IW03
Reassessing the Black Atlantic

Convenors:
Livio Sansone (Federal University of Bahia)
Stephan Palmie (University of Chicago)
Chair:
Stephan Palmie and Livio Sansone
Stream:
Invited workshops
Location:
Queens Pugsley LT
Start time:
19 September, 2006 at 11:30
Session slots:
3

Short abstract:

The workshop will critically revisit Paul Gilroy's contribution to the anthropological study of African and African American cultures with a particular emphasis on new conceptual developments and the politics of scholarship.

Long abstract:

Disrupting notions of simple linear relations between African and African American cultures, and replacing searches for 'roots' with an epistemology aiming to trace 'routes' of intercontinental movement and cultural exchange, Paul Gilroy's The Black Atlantic posed a powerful challenge to the anthropology of African American cultures. Arguing that the demographic, economic and cultural flows (and counter-flows) between Africa, the Americas and Europe represented both focus and fulcrum for the emergence of western 'modernity', Gilroy urged the recuperation of a 'countermodernity' that emerged among enslaved Africans, and which has since become a template for increasingly global processes of cultural and ideological production.
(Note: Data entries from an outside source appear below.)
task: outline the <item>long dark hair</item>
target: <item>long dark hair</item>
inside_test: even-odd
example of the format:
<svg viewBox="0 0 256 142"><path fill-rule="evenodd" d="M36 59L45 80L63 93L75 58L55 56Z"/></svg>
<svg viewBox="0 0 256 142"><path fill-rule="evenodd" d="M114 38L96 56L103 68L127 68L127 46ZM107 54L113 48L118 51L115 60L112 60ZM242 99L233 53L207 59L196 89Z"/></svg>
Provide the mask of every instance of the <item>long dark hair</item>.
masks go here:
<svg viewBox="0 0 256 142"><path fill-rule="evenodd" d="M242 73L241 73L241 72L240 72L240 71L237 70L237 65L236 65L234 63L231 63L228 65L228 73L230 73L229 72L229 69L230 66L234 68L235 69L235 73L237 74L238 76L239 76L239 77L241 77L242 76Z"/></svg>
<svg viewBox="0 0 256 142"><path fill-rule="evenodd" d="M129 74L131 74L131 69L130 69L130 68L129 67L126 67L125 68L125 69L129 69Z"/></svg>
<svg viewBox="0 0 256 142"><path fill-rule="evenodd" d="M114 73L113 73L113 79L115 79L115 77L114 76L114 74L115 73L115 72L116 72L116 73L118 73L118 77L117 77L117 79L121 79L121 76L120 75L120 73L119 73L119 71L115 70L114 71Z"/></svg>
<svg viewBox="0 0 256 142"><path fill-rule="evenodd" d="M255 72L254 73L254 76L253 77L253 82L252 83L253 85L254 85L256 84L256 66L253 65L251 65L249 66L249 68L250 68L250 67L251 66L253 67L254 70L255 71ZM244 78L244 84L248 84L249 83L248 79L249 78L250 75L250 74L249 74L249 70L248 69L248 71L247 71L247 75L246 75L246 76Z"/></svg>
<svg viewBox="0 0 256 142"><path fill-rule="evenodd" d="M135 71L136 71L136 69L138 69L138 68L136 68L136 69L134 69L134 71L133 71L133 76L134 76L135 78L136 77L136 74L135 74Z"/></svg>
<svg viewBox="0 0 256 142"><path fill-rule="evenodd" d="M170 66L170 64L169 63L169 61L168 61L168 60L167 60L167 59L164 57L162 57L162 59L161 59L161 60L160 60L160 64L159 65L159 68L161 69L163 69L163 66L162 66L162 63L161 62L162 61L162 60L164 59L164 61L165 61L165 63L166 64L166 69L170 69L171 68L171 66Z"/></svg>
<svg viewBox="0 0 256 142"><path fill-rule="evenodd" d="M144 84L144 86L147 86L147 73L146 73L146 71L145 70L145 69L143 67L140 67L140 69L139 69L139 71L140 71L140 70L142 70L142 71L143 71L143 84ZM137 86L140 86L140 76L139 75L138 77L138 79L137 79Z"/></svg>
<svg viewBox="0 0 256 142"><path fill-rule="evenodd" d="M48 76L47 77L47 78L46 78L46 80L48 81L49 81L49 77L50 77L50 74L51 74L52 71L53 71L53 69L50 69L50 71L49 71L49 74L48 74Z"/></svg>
This panel will critically revisit Gilroy's contribution to the debate on the emergence of racial subjectivities and systems of domination in the larger Atlantic basin and their significance for an anthropology of capitalist modernity. But it also seeks to probe the range of concepts such as 'Black Atlantic', 'African Diaspora' and 'Afro-Atlantic World' from epistemological vantage points that remained peripheral to Gilroy's original account. These include Africa itself, Latin America, the non-Anglophone Caribbean, and the African and/or black presence in Europe. Finally, we encourage critical perspectives on the politicisation of 'Black Atlantic' scholarship itself – eg in regards to new racial or cultural essentialisms, or the monopoly North American and European scholars have, so far, exerted over the debate. What we call the 'Black Atlantic' was never politically innocent. But it is less so now than it ever was. Thus, our aim is not just to celebrate a key contribution to the debate about 'multiple modernities' but to also reintegrate African Americanist anthropology into the historically sensitive, translocally oriented and politically engaged vanguard of anthropological theorising which it once, arguably, anticipated.